Production for this film began with a 2006 conversation between the filmmaker and his father, Peter Sorensen, who enlisted in the U.S. Army in 1968, a year when American troop levels in Vietnam were growing at the same rate support for the War on the homefront was shrinking.
“For my generation, sons and daughters of the ‘baby boomers,’ enlisting in the military has always been a choice,” said Soren Sorensen. “So, 40 years later, the idea of enlisting during the Vietnam War, in a divisive political climate not unlike what we’re seeing now, seemed to me sort of inconsistent with common sense.”

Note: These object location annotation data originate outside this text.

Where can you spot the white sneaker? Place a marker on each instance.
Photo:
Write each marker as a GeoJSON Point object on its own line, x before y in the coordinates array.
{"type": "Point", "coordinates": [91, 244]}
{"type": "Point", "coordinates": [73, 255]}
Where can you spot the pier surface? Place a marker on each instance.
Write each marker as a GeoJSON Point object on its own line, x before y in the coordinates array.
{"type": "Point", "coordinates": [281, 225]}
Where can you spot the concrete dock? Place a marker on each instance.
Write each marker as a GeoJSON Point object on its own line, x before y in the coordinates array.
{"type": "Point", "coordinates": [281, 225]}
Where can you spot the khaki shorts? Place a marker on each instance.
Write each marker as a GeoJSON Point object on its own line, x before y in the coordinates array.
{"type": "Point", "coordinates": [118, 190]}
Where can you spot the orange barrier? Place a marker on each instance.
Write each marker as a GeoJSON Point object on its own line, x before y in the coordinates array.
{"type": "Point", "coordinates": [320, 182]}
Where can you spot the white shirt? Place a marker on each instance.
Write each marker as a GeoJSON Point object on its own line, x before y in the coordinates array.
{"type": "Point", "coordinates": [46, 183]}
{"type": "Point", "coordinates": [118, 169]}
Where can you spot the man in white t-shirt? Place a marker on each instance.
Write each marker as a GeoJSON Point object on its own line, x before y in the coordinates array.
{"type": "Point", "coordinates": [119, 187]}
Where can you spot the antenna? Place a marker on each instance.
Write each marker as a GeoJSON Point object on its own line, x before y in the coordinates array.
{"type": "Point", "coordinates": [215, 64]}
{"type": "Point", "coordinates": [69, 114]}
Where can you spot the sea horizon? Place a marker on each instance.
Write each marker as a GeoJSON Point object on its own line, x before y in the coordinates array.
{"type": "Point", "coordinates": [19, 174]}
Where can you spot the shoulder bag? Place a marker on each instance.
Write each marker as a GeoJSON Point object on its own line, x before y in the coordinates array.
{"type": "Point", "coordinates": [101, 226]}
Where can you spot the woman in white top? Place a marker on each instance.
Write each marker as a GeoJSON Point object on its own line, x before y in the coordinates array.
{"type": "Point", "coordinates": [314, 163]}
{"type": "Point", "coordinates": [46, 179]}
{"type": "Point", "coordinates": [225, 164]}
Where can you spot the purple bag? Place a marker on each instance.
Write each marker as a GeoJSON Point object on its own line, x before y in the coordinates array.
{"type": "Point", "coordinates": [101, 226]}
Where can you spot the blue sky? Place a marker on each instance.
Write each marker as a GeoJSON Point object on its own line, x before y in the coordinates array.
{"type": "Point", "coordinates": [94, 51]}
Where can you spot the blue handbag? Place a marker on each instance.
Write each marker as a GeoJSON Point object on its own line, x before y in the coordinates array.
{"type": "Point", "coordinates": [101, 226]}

He added, “I was a bit naïve.”
The film features the stories of two men Peter Sorensen served with who were killed in Vietnam in 1970. For first-time filmmaker Soren Sorensen, the production process—which included shoots in Arizona, Connecticut, Florida, Pennsylvania, New York, Vermont, and Washington, DC—was an educational experience and a chance to get to know his father better.
“I came to realize that guys like my father didn’t really have a choice,” he said. “The romantic hindsight fantasy of burning your draft card and going to Canada had consequences related to your family, community, and financial situation that made it all but impossible.”

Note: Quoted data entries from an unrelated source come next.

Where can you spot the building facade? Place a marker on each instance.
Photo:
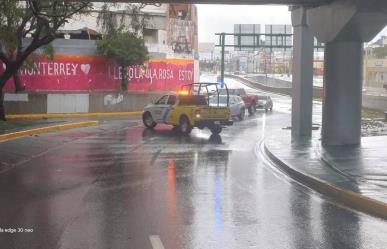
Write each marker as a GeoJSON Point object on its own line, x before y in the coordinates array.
{"type": "Point", "coordinates": [170, 34]}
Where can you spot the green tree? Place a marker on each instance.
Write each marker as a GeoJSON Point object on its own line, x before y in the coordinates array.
{"type": "Point", "coordinates": [126, 49]}
{"type": "Point", "coordinates": [123, 25]}
{"type": "Point", "coordinates": [39, 19]}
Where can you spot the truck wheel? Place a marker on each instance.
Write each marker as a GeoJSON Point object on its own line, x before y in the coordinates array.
{"type": "Point", "coordinates": [148, 121]}
{"type": "Point", "coordinates": [242, 114]}
{"type": "Point", "coordinates": [185, 126]}
{"type": "Point", "coordinates": [252, 108]}
{"type": "Point", "coordinates": [216, 129]}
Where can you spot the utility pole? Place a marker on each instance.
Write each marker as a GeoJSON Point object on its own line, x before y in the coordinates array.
{"type": "Point", "coordinates": [222, 43]}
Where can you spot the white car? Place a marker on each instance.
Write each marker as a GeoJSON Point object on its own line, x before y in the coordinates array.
{"type": "Point", "coordinates": [236, 104]}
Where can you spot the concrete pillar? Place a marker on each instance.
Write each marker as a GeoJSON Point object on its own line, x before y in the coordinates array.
{"type": "Point", "coordinates": [341, 124]}
{"type": "Point", "coordinates": [302, 83]}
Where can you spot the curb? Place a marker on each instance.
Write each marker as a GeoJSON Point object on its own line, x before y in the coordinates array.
{"type": "Point", "coordinates": [52, 128]}
{"type": "Point", "coordinates": [348, 198]}
{"type": "Point", "coordinates": [70, 115]}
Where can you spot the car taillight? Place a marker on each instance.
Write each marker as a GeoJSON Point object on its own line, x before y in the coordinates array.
{"type": "Point", "coordinates": [197, 114]}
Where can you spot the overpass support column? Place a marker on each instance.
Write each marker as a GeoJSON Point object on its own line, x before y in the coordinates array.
{"type": "Point", "coordinates": [341, 124]}
{"type": "Point", "coordinates": [343, 25]}
{"type": "Point", "coordinates": [302, 82]}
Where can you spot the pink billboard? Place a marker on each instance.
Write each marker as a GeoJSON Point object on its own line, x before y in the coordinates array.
{"type": "Point", "coordinates": [97, 73]}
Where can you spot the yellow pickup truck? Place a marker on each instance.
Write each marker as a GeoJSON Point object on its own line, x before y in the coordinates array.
{"type": "Point", "coordinates": [188, 109]}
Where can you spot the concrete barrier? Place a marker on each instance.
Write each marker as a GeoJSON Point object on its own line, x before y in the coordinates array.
{"type": "Point", "coordinates": [317, 91]}
{"type": "Point", "coordinates": [279, 86]}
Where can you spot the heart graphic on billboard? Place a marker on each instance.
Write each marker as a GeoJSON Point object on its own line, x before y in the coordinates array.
{"type": "Point", "coordinates": [85, 68]}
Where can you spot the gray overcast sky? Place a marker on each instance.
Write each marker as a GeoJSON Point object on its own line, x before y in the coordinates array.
{"type": "Point", "coordinates": [221, 18]}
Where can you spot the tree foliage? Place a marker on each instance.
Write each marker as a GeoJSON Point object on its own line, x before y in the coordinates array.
{"type": "Point", "coordinates": [39, 19]}
{"type": "Point", "coordinates": [123, 25]}
{"type": "Point", "coordinates": [126, 49]}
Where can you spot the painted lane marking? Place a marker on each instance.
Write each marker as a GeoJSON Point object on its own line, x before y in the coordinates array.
{"type": "Point", "coordinates": [156, 242]}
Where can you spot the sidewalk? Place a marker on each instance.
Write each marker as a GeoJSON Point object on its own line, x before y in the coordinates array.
{"type": "Point", "coordinates": [353, 176]}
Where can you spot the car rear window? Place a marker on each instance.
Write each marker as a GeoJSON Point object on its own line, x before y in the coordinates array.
{"type": "Point", "coordinates": [193, 100]}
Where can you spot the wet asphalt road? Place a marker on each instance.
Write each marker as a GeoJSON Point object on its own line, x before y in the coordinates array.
{"type": "Point", "coordinates": [121, 186]}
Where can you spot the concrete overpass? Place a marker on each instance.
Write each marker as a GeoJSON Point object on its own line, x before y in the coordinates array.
{"type": "Point", "coordinates": [343, 25]}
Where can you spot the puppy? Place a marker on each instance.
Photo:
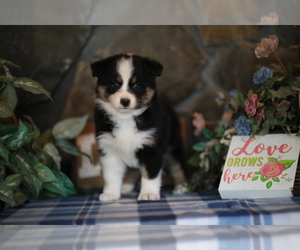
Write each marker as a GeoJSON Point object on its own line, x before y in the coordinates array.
{"type": "Point", "coordinates": [133, 128]}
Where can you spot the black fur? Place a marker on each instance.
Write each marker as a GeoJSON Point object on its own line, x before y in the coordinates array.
{"type": "Point", "coordinates": [158, 114]}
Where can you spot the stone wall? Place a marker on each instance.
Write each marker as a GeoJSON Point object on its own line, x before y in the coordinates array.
{"type": "Point", "coordinates": [199, 62]}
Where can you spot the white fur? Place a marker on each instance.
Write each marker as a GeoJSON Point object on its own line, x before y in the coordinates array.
{"type": "Point", "coordinates": [150, 188]}
{"type": "Point", "coordinates": [125, 69]}
{"type": "Point", "coordinates": [119, 149]}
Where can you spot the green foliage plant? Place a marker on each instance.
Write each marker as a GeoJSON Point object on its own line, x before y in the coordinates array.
{"type": "Point", "coordinates": [30, 162]}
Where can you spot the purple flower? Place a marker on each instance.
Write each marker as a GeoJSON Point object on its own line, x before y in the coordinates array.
{"type": "Point", "coordinates": [262, 75]}
{"type": "Point", "coordinates": [242, 126]}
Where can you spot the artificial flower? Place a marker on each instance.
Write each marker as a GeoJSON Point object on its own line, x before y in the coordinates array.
{"type": "Point", "coordinates": [198, 123]}
{"type": "Point", "coordinates": [260, 115]}
{"type": "Point", "coordinates": [242, 126]}
{"type": "Point", "coordinates": [262, 75]}
{"type": "Point", "coordinates": [251, 105]}
{"type": "Point", "coordinates": [266, 46]}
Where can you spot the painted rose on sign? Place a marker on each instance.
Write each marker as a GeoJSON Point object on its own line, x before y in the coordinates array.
{"type": "Point", "coordinates": [272, 170]}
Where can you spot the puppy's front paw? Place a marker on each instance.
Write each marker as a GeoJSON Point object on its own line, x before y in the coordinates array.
{"type": "Point", "coordinates": [180, 189]}
{"type": "Point", "coordinates": [108, 197]}
{"type": "Point", "coordinates": [148, 197]}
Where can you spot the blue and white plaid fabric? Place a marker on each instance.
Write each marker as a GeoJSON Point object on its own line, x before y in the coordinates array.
{"type": "Point", "coordinates": [150, 237]}
{"type": "Point", "coordinates": [82, 222]}
{"type": "Point", "coordinates": [191, 209]}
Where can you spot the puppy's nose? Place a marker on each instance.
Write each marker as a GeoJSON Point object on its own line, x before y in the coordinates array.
{"type": "Point", "coordinates": [125, 102]}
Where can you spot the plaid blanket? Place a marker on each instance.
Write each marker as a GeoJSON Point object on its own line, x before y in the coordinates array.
{"type": "Point", "coordinates": [150, 237]}
{"type": "Point", "coordinates": [191, 209]}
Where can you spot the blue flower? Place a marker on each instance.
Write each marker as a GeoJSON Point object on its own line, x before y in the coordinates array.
{"type": "Point", "coordinates": [262, 75]}
{"type": "Point", "coordinates": [242, 126]}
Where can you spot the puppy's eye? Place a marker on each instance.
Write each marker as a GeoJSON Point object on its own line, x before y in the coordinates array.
{"type": "Point", "coordinates": [116, 85]}
{"type": "Point", "coordinates": [135, 86]}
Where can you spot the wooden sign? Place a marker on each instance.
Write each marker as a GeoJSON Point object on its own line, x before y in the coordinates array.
{"type": "Point", "coordinates": [260, 167]}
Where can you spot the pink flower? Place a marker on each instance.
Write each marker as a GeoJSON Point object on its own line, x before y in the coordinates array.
{"type": "Point", "coordinates": [198, 122]}
{"type": "Point", "coordinates": [260, 115]}
{"type": "Point", "coordinates": [272, 169]}
{"type": "Point", "coordinates": [271, 19]}
{"type": "Point", "coordinates": [266, 46]}
{"type": "Point", "coordinates": [251, 105]}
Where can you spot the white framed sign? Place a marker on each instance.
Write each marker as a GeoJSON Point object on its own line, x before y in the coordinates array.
{"type": "Point", "coordinates": [260, 167]}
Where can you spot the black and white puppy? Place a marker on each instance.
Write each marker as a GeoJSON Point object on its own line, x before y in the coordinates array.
{"type": "Point", "coordinates": [133, 128]}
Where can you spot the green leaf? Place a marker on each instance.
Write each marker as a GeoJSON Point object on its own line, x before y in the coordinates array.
{"type": "Point", "coordinates": [69, 148]}
{"type": "Point", "coordinates": [52, 151]}
{"type": "Point", "coordinates": [29, 136]}
{"type": "Point", "coordinates": [31, 86]}
{"type": "Point", "coordinates": [69, 128]}
{"type": "Point", "coordinates": [44, 173]}
{"type": "Point", "coordinates": [194, 160]}
{"type": "Point", "coordinates": [4, 153]}
{"type": "Point", "coordinates": [269, 184]}
{"type": "Point", "coordinates": [17, 140]}
{"type": "Point", "coordinates": [10, 95]}
{"type": "Point", "coordinates": [35, 128]}
{"type": "Point", "coordinates": [19, 197]}
{"type": "Point", "coordinates": [220, 131]}
{"type": "Point", "coordinates": [5, 110]}
{"type": "Point", "coordinates": [287, 163]}
{"type": "Point", "coordinates": [56, 187]}
{"type": "Point", "coordinates": [33, 185]}
{"type": "Point", "coordinates": [199, 147]}
{"type": "Point", "coordinates": [6, 195]}
{"type": "Point", "coordinates": [207, 134]}
{"type": "Point", "coordinates": [12, 181]}
{"type": "Point", "coordinates": [272, 159]}
{"type": "Point", "coordinates": [70, 189]}
{"type": "Point", "coordinates": [2, 172]}
{"type": "Point", "coordinates": [7, 132]}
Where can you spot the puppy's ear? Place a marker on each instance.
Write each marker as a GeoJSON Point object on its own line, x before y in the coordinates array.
{"type": "Point", "coordinates": [154, 67]}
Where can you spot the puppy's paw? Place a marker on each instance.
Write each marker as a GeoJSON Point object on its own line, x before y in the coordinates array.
{"type": "Point", "coordinates": [180, 189]}
{"type": "Point", "coordinates": [127, 188]}
{"type": "Point", "coordinates": [108, 197]}
{"type": "Point", "coordinates": [148, 197]}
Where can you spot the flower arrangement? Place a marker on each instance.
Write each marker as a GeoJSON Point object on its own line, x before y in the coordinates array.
{"type": "Point", "coordinates": [272, 106]}
{"type": "Point", "coordinates": [30, 161]}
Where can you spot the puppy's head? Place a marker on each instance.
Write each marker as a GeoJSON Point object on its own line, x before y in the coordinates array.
{"type": "Point", "coordinates": [126, 82]}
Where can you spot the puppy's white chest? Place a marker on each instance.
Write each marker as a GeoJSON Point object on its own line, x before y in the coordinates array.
{"type": "Point", "coordinates": [125, 140]}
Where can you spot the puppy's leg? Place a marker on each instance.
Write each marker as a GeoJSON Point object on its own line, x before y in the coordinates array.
{"type": "Point", "coordinates": [131, 177]}
{"type": "Point", "coordinates": [113, 172]}
{"type": "Point", "coordinates": [150, 188]}
{"type": "Point", "coordinates": [177, 174]}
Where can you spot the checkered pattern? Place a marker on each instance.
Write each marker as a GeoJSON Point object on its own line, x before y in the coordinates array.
{"type": "Point", "coordinates": [149, 237]}
{"type": "Point", "coordinates": [191, 209]}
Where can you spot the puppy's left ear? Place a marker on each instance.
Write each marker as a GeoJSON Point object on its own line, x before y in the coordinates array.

Sorensen continued: “Add to that the World War II generation looming large in history and culture. I think people wanted to live up to their parents’ expectations.”

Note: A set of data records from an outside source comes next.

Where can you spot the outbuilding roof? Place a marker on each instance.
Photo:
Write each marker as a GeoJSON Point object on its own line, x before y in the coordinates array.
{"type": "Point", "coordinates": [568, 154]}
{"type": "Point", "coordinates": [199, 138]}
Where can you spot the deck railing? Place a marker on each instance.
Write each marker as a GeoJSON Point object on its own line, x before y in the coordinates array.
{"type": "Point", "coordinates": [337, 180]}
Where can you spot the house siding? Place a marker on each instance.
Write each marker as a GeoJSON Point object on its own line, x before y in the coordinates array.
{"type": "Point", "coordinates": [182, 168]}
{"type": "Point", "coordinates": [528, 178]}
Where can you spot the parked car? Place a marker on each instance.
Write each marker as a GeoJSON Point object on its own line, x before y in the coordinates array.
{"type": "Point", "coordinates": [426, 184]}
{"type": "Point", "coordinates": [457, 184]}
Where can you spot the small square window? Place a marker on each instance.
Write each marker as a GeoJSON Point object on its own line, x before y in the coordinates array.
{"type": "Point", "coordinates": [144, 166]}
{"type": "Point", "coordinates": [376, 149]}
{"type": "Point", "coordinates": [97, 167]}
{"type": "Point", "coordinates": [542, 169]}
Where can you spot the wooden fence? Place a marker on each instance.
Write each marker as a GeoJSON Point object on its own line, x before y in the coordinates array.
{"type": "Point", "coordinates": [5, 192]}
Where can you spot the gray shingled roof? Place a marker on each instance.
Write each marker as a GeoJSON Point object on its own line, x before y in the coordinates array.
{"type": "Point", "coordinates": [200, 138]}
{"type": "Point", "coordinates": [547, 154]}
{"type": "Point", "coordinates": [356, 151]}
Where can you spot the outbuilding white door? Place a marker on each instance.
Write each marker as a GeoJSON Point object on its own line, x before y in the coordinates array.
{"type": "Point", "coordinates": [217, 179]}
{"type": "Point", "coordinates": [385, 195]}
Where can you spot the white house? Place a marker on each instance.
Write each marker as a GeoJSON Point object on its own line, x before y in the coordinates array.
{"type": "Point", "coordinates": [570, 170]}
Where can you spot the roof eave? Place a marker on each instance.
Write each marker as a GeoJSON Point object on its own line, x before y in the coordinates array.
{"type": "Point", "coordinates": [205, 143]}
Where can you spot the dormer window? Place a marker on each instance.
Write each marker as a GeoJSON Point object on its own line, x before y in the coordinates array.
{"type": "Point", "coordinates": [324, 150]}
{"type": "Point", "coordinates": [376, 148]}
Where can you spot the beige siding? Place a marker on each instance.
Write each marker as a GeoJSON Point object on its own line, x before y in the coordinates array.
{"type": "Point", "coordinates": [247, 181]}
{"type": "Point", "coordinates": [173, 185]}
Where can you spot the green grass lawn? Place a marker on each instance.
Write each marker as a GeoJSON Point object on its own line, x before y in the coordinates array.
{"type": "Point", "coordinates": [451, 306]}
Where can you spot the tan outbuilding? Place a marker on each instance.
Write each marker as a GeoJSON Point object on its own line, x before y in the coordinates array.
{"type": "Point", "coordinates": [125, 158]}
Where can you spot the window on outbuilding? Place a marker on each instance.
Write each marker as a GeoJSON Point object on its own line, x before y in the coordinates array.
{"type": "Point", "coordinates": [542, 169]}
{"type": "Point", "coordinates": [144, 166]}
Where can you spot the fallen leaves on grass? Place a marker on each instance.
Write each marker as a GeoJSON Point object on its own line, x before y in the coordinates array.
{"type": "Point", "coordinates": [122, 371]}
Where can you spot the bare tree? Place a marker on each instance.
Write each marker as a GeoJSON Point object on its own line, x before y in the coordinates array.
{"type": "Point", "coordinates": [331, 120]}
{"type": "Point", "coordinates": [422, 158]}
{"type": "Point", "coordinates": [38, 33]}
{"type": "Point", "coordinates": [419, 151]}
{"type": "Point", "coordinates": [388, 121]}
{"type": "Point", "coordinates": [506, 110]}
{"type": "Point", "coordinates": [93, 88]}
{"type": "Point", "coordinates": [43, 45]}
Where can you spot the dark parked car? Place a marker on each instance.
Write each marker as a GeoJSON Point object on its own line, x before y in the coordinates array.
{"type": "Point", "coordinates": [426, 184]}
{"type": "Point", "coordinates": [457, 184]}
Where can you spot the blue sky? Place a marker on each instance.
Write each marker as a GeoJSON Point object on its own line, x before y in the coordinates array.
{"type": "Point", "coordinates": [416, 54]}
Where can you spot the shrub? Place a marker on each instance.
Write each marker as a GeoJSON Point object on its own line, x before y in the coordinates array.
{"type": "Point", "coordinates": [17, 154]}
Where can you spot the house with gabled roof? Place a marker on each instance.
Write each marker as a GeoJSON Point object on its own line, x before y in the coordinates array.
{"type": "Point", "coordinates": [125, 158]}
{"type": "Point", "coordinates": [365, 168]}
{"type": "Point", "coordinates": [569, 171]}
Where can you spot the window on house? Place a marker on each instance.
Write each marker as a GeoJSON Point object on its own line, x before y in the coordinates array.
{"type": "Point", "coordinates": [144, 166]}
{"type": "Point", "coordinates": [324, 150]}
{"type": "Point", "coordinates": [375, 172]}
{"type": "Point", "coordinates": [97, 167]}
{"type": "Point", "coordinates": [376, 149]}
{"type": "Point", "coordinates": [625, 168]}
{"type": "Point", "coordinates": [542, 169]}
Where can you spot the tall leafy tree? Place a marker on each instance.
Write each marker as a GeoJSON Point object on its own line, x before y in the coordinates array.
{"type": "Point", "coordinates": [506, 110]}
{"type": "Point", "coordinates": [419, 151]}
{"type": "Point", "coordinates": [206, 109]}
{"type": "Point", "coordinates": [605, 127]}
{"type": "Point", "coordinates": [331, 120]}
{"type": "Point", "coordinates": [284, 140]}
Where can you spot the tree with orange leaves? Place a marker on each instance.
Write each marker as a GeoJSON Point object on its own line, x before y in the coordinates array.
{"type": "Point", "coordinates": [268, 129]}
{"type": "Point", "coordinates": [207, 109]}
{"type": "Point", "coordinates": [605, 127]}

The filmmaker says the process gave him a deeper understanding of the military and strengthened his relationship with his father.
“How could it not?” he said. “When you fly across the country and interview a complete stranger in Arizona about his experiences in Vietnam and he says, as my father says, ‘I’ve never had a conversation like this before,’ you realize just how silently Vietnam Veterans have carried the physical and psychological burdens of that war.”
He added, “Not only do you learn a tremendous amount, but you also gain an overwhelming sense of respect and gratitude.”
Peter Sorensen, the filmmaker’s father and one of the film’s primary subjects, said, “The film is more than the story of a father and a son. It's emblematic of the deleterious and ripple effect armed conflicts such as the Vietnam War have on entire families and ultimately the nation.”
The production turned out to be a multi-year odyssey for Sorensen—who also produced, wrote, and edited the film—and Director of Photography Dan Akiba.
“Dan was the one who encouraged me to shoot the interview with my father in the first place,” said Soren Sorensen. “If it wasn’t for him, I might not have made the film at all.”
Featuring never-before-seen photographs and 8mm footage of the era, My Father’s Vietnam sheds new light on a disturbing chapter of American history that continues to deeply impact those who lived through it.